It's an hour-long test that looks at a series of brain functions like memory, attention, impulsiveness and to some degree dexterity as numbers flash on the screen and my poor brain is asked to match them...

Gunstad has run hundreds of these tests over the years. And the data shows a clear link between losing weight and improved brain function. He says a lot of things could be tied to that link.

"At this point, we have 35 different possibilities that we're in the process of sorting out. And that's probably an incomplete list."

One theory is that obesity hurts overall health. Your heart has to work harder, heavy people may have trouble sleeping, high blood pressure, and often, diabetes -- and the brain like any other organ, suffers.

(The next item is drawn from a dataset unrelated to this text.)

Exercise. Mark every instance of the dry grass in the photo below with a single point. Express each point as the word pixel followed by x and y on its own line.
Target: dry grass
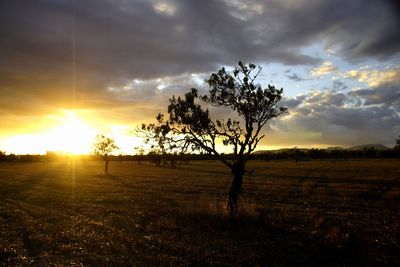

But Gunstad says new research is pointing to a more troubling effect of excess weight on the brain.

Obesity ages the brain

"We found that obese individuals, in a recent paper that came out, obese individuals actually started to show pathological changes in the brain similar to Alzheimer's disease at a much higher rate than their lean counterparts. So it's arguing that whatever obesity is causing in the body is actually damaging the brain in a way that speeds the aging process, that speeds the Alzheimer's disease process far before it really ever should."

Again, Gunstad 's work shows a link between obesity and bad effects on the brain, but not the cause.

"It might be things that are genetic. It's possible that there're some particular genes that causes a person to have both of those: You're at a higher risk for obesity and memory loss."

The good news is that not everyone with a weight problem is at risk for memory loss. Much depends on the "make-up" of the person's brain, what Gunstad calls its "cognitive reserve."

"Some people's brains are just wired better than others. They're somehow more resilient to disease or more resilient to damage than other people. And we're not sure how that happens, if it's at the chemical level or at the tissue level, or where it may actually be."

Gunstad says the main thing to remember is that losing weight improves health in the body and in the brain, and that's food for thought.

The Centers for Disease Control reports two-thirds of Americans are overweight, nearly one-third are actually obese.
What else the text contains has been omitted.